Wednesday, May 11, 2016

an update to the search

So... updates? Yes, time for some updates. Let's see here... the housing search has been going... poorly. I've been frustrated. Really and truly. Which is just another way of saying angry. I guess for some reason I thought that we would be able to find a reasonable house in our budget that wasn't in the middle of nowhere. Apparently, my expectations were too high. What I should have been looking forward to were houses that were (pick 2+): old, not updated, small, or have some sort of environmental issue (issues may include being adjacent to a highway or power lines, low flying planes, having almost no backyard, or next to other eye sores or safety hazards). So, yea... but if you are in the market for a small house without a finished basement for 3/4 of a million dollars, I can help you out! I know where to find them. Sigh. And I would say we could just stay in our current place, but that seems like a bad idea as well for a variety of reasons that I would prefer not to get into.

Anyway, in all this searching, I have managed to create a map that joined the airport overlay district information for both Loudoun and Fairfax counties (something I could not find online). The line is the LDN 60 line (which stands for loudness day and night measured in dB). It's supposed to represent the average noise generated by the planes in and out of Dulles airport. Loudoun county also has a 1 mile boundary that you can find on their website. However, even outside of this boundary, there are definitely places where the planes are quite low/loud and have scared our son quite a bit.

So, still no house. Maybe someday... I'll keep you updated. 

"There is a time for everything, and a season for every activity under the heavens... a time to search and a time to give up" - Ecclesiastes 3

Thursday, March 17, 2016

New appliance

So, as we're still thinking over the house move, we've been making some updates around the house to get it a little more ready to sell. One update we decided on was updating the kitchen appliances.

This is what our kitchen looked like for a long time.

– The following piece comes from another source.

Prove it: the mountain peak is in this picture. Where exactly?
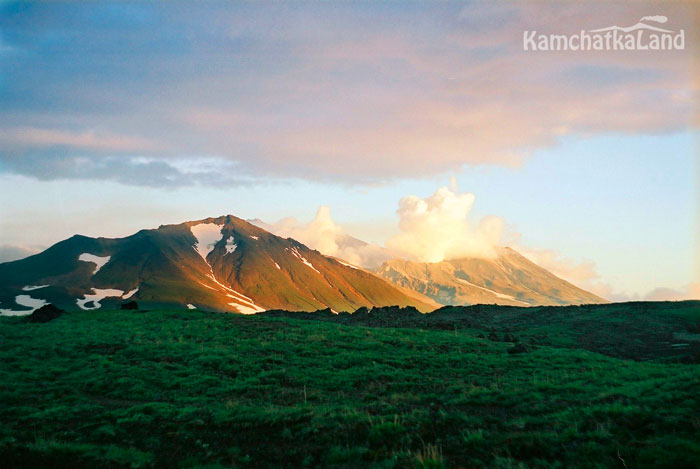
[0,215,433,314]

Pretty ugly appliances, right? Anyway, here's what our kitchen looks like now (please excuse the mess and clutter). Much more updated, right? Yay!

Wednesday, March 9, 2016

Let's talk housing

My mom came and visited this weekend. It was great to have her and get a break. J and I went house shopping and got some errands done, which was nice. No update on a new house. Still waiting. And that's okay. I sometimes feel like I can be a very impatient person, so it's hard to wait and want something. But, I also feel like it teaches me lessons every time, and that there is value in waiting. Our touring agent this weekend asked us our timeline, which I replied, "Well, either before mid-summer or we wait until next year." We won't move unless it's right, which means there is no pressure. Besides our own. I've thought about making a "best of redfin" post about some of the ridiculousness I have seen on the market in our searching, but have decided I would rather write about a more serious issue, and I hope this doesn't offend too many.

This weekend, we watched, "The Big Short," which was nominated for best picture. Christian Bale was also nominated for best supporting actor (and did a really good job). I highly recommend that you watch that movie. It makes what happened during the Housing Market crash of 2007/2008 more tangible and understandable. And it leaves you angry. I have been studying the housing market since we have started thinking about moving again, so when I saw clips from the movie during the Oscars, I begged J to watch it. What got me so interested is that the prices now are so much higher than they were in 2011. During a period with relatively little economic expansion and inflation. Is what happened then, happening again? After doing a fair amount of research, I'm coming to the conclusion of, "no, but..." A couple of things have happened since the downturn in 2008. First let's take a look at the housing market index.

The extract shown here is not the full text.